Toli's experience of the world of papyrology was particularly valuable when I had to organize the international congress in 1980. A note from February of that year includes "Re: chairmen of sessions. Avoid using (experience has shown that they have not the stomach for interrupting windbags): [here follow the names of five eminences, after the last of whom he remarked, "he looks frightening but is in reality a very tame, gentle creature"]. And he was right about all of them, of course. He also offered some positive suggestions.

By 1981 health began to make its way into the letters, something absent before except for one bad case of flu. A letter in May telling me he planned to step down from the presidency of the Association Internationale de Papyrologues says "and I also think a septuagenarian, which I will be if I live till Xmas, should make way for 'younger blood.'" Probably the arthritis about which he wrote in more detail in October, causing him to walk with a cane, lay behind this caveat. By February, despite a bad winter, he was doing better, but all of his friends know how much Toli's joints interfered with his enjoyment of life in the coming two decades, and by November he writes about his impending first surgery.
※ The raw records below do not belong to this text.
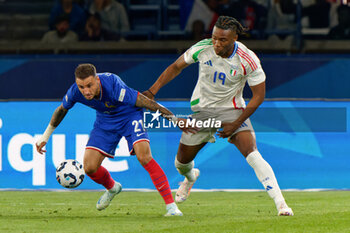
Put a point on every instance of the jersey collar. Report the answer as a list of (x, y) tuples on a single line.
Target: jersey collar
[(234, 50)]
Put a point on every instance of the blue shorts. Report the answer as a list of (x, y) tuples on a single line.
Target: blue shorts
[(106, 141)]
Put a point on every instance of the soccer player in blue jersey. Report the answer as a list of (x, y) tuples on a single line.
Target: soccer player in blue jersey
[(118, 113)]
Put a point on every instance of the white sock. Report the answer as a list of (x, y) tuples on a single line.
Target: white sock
[(185, 169), (266, 176), (170, 206)]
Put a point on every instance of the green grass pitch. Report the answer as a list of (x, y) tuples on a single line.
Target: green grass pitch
[(26, 211)]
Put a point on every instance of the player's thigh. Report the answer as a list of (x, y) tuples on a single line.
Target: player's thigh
[(92, 160), (186, 153), (143, 152), (244, 141)]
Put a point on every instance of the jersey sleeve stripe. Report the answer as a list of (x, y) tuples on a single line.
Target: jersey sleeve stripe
[(248, 58)]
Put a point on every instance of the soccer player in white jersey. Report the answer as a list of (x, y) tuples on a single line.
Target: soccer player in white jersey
[(225, 65)]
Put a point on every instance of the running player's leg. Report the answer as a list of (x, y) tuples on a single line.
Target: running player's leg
[(160, 181), (185, 166), (246, 144), (99, 174)]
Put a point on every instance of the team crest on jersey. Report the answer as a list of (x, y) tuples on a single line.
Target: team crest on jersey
[(233, 72), (208, 63), (107, 104)]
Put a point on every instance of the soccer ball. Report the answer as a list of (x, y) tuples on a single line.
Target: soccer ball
[(70, 173)]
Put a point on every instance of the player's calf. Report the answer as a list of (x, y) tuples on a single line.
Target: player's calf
[(185, 188)]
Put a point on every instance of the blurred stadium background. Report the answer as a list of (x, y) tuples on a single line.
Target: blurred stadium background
[(302, 128)]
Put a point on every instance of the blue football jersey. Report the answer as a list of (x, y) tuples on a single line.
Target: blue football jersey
[(114, 106)]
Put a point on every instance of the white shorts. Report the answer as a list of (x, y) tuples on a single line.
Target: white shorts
[(208, 134)]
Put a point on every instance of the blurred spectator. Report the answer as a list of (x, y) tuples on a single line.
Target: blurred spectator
[(77, 16), (318, 14), (94, 32), (282, 15), (251, 14), (113, 15), (61, 34), (342, 30), (197, 17)]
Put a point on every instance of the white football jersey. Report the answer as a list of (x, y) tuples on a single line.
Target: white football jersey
[(221, 80)]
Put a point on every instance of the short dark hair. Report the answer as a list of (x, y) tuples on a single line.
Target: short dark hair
[(230, 23), (61, 18), (85, 70)]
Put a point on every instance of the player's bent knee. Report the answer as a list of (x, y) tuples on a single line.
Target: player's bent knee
[(183, 168), (144, 158), (90, 170)]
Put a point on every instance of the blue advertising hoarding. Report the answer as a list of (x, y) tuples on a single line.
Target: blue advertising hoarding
[(306, 143)]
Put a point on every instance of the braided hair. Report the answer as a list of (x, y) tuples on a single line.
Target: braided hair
[(227, 22)]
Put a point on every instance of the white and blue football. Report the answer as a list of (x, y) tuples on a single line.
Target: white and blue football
[(70, 173)]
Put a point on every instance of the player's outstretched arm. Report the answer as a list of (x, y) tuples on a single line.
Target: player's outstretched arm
[(168, 74), (56, 119), (144, 102)]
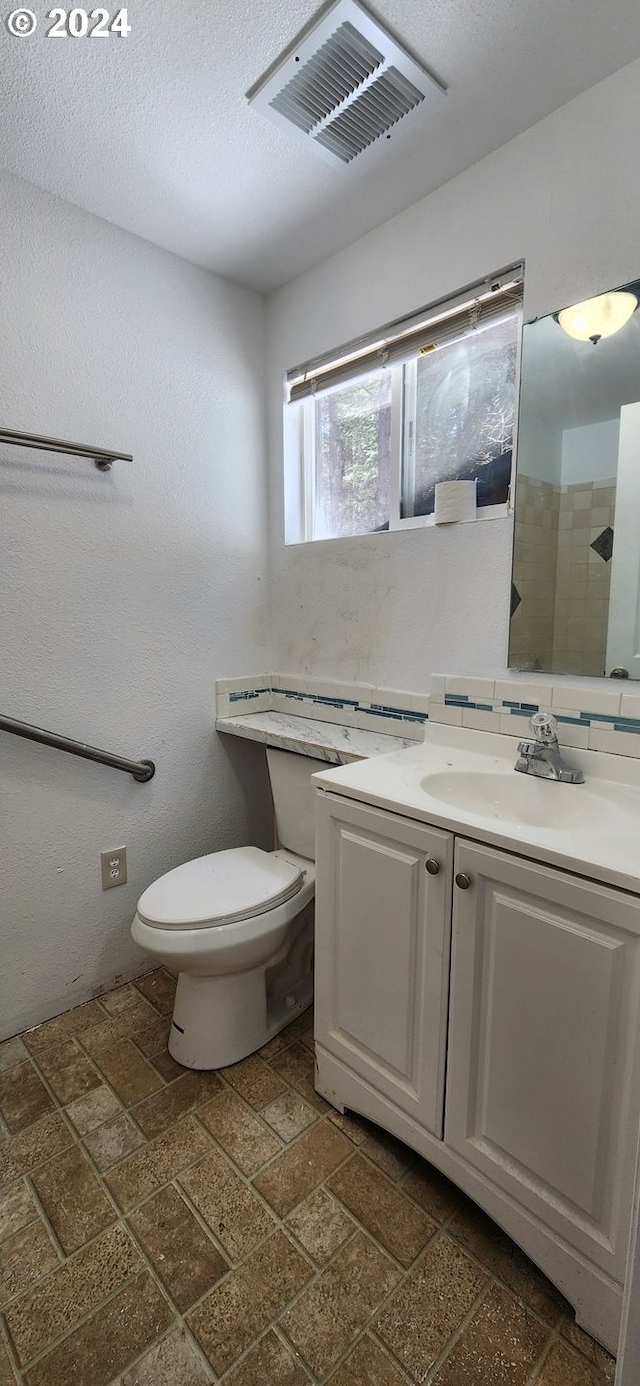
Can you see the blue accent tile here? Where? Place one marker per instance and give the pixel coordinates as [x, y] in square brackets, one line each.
[601, 717]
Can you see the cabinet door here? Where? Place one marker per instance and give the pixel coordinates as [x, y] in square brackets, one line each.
[543, 1041]
[383, 951]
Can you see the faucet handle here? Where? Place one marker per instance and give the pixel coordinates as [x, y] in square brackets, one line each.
[545, 728]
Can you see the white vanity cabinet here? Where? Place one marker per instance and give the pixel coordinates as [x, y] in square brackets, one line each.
[529, 1005]
[384, 897]
[543, 1042]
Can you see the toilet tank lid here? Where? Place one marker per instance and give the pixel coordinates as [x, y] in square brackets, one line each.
[219, 889]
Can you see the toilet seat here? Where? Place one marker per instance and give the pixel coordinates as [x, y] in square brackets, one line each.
[220, 889]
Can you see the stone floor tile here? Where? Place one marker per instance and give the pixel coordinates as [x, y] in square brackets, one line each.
[255, 1081]
[175, 1361]
[27, 1256]
[320, 1225]
[112, 1141]
[123, 998]
[7, 1375]
[72, 1199]
[302, 1167]
[128, 1073]
[240, 1131]
[597, 1356]
[335, 1309]
[352, 1126]
[108, 1342]
[367, 1365]
[295, 1066]
[158, 988]
[51, 1309]
[155, 1164]
[92, 1110]
[166, 1065]
[24, 1098]
[564, 1367]
[160, 1112]
[11, 1052]
[68, 1070]
[153, 1037]
[392, 1156]
[24, 1152]
[229, 1207]
[64, 1027]
[383, 1209]
[270, 1363]
[484, 1239]
[238, 1310]
[430, 1306]
[17, 1207]
[178, 1248]
[290, 1115]
[139, 1022]
[432, 1191]
[499, 1347]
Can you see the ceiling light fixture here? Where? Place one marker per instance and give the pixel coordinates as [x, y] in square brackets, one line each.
[599, 316]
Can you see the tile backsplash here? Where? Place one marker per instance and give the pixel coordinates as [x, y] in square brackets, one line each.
[326, 700]
[597, 720]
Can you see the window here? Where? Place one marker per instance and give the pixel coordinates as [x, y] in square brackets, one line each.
[371, 430]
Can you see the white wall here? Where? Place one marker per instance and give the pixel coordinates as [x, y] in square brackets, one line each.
[126, 593]
[396, 607]
[590, 452]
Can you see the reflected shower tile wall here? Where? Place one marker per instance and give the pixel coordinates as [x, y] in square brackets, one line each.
[534, 578]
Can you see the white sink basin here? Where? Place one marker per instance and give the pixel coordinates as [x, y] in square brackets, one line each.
[522, 799]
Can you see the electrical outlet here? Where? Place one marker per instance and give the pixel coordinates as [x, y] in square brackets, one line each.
[114, 868]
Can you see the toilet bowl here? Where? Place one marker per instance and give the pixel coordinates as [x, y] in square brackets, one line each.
[237, 926]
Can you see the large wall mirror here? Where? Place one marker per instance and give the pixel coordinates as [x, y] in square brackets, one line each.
[575, 598]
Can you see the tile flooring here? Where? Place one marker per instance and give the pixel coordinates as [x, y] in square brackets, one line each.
[173, 1228]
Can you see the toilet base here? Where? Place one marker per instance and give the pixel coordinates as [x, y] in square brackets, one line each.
[220, 1020]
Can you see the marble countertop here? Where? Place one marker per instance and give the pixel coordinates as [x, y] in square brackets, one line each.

He was hoping to be mobile again by early spring to come to a colloquium I was organizing-to "rejoin the human race, or at least the papyrological part of it", as he put it. The surgery was delayed, but on the Ides of March, 1983, he was jubilantly mobile. In the summer of 1984 he spoke of himself as "the standard picture of the retired professor, except that I'm not writing my memoirs"-that is, he was busy at his desk and in the garden.

That fall he wrote almost lyrically about the simple life in Croyden, but concluded, "Who could ask for more? We could." Therewith he announced that they were taking up residence in Cambridge for the winter months, apart from a stay in Santa Barbara. A year later, however, he was complaining about the inadequacies of the Harvard library and asking for a photocopy of an article from The Irish Jurist that they lacked. Those gaps were to plague him for the rest of his life, at least until the last year when he couldn't go to the library at all; that was worse.

Next in the archives are the moving pages that Toli sent out as a circular letter in February, 1987, talking about Helen's illness and death and his own heart attack and recovery: photocopied, with characteristic thrift, back to back. By April the postcards were flowing, by fall the xerox requests. Even becoming a dean a couple of years later didn't save me from them. But Toli's pleasure at being back at work repaid all. A letter from June, 1991, records his pleasure also at being elected a Corresponding Fellow of the British Academy.

Although mobility remains a perennial theme, ranking with photocopies and reactions to publications I sent him, a letter from fall, 1997, shows Toli making plans to get to the Florence congress the following summer-which he did, as I have noted above. He took on the role of Nestor with much self-awareness and enjoyed it thoroughly. The same letter talks at some length about his children Judy and John, with enormous pride in their accomplishments, even in the parts he could make little of; he mentions a recent paper of John's "of which I understood occasional words, like the and lemma". Toli's notes over the years are in fact full of interest in the progress of our children.

There is more. These scraps of paper are aids to memory, calling the man back to mind, with all his delight in life, work, family, and friends. There are many gaps, only some of which I can fill in from what else I knew and know. It is all much like bringing people to life from the papyri, that craft at which Toli had no equal.